Government-backed initiative targets half a million financial sector workers as AI reshapes UK workforce

Rachel Reeves commits City firms to AI retraining in skills compact

Chancellor Rachel Reeves is set to announce a landmark skills agreement for the City at her annual Mansion House speech next Tuesday, committing major financial services employers to structured retraining programmes as artificial intelligence continues to transform the sector.

The Financial Services Skills Compact, reported by The Guardian, will require early signatories – among them the London Stock Exchange, Nationwide Building Society and asset manager Fidelity – to produce rolling three-year workforce plans, certifying employees in up to five priority skills areas, of which AI must be one. Standard Chartered, Yorkshire Building Society, Lloyd's of London and the online bank Zopa are also among the founding participants. The 17 firms confirmed so far between them employ approximately half a million workers.

The compact, developed by the Financial Services Skills Commission (FSSC) on behalf of HM Treasury, is part of the government's broader Financial Services Growth and Competitiveness Strategy. Claire Tunley, chief executive of the FSSC, described it as the most significant sector-wide skills undertaking in a generation.

"I don't think we've seen the likes of this in a generation," Tunley said, adding that what had changed was "the scale and speed that we're seeing change happen, driven by Gen[erative] AI. This is throwing up a lot of challenges for employers."

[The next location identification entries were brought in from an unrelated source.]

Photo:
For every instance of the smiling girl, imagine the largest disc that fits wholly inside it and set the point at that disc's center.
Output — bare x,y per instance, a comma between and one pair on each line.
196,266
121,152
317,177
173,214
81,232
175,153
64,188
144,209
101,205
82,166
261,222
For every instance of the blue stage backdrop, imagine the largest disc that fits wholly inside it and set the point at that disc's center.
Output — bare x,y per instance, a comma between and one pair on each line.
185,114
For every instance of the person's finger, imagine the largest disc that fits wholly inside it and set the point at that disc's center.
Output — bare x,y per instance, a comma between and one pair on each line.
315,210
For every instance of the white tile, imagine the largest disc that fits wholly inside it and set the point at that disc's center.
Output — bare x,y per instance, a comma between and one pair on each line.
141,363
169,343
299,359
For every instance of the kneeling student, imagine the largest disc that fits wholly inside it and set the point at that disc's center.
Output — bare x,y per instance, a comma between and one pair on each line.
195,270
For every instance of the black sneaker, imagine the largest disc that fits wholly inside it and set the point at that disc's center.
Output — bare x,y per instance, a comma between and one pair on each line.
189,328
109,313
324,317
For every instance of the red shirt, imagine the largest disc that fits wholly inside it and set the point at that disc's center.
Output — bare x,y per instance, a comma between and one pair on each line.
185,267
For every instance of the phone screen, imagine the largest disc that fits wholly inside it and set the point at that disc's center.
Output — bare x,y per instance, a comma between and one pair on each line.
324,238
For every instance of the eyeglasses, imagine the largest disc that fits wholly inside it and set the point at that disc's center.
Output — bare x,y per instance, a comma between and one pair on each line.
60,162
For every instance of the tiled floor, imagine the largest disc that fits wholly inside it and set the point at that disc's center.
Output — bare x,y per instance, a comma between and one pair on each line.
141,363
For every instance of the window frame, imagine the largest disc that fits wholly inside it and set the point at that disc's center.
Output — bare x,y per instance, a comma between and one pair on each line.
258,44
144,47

The pressure to act is intensifying. Research from Morgan Stanley estimated that AI could put more than 200,000 European banking jobs at risk by 2030 – around one in 10 roles across the continent – with those in back-office operations and compliance considered particularly vulnerable. The boom in generative AI has accelerated fears of widespread redundancies, particularly among staff performing processing and administrative functions that automation platforms are increasingly capable of handling.

Mortgage brokers and advisers across UK mortgage and lending markets will be watching developments closely, given the FCA's evolving expectations around digital capability and consumer duty. The broader question of how financial services firms retain and retrain client-facing staff – rather than simply reducing headcount – is one that intermediaries and lenders alike are grappling with as AI adoption accelerates.

Growth, not just survival

Rachel Blake MP, Economic Secretary to the Treasury, said the compact would set out "targeted, meaningful and ambitious actions to address skills gaps, including through more strategic investment in critical skills and pathways into financial services firms."

Tunley was equally direct: "We need the capabilities. And if we don't build them, we are going to be held back with innovation, with growth, competitiveness … and we've proven that investing in upskilling your existing workforce is the fastest and most efficient way to get the skills you need."

That framing is deliberate. The compact is not being positioned primarily as a buffer against redundancies, but as a mechanism for keeping the UK's financial sector competitive as technology reshapes how firms operate. The UK's financial and related professional services industry accounts for approximately 11% of total economic output and employs around 2.5 million people, according to TheCityUK, making workforce readiness a matter of national economic significance.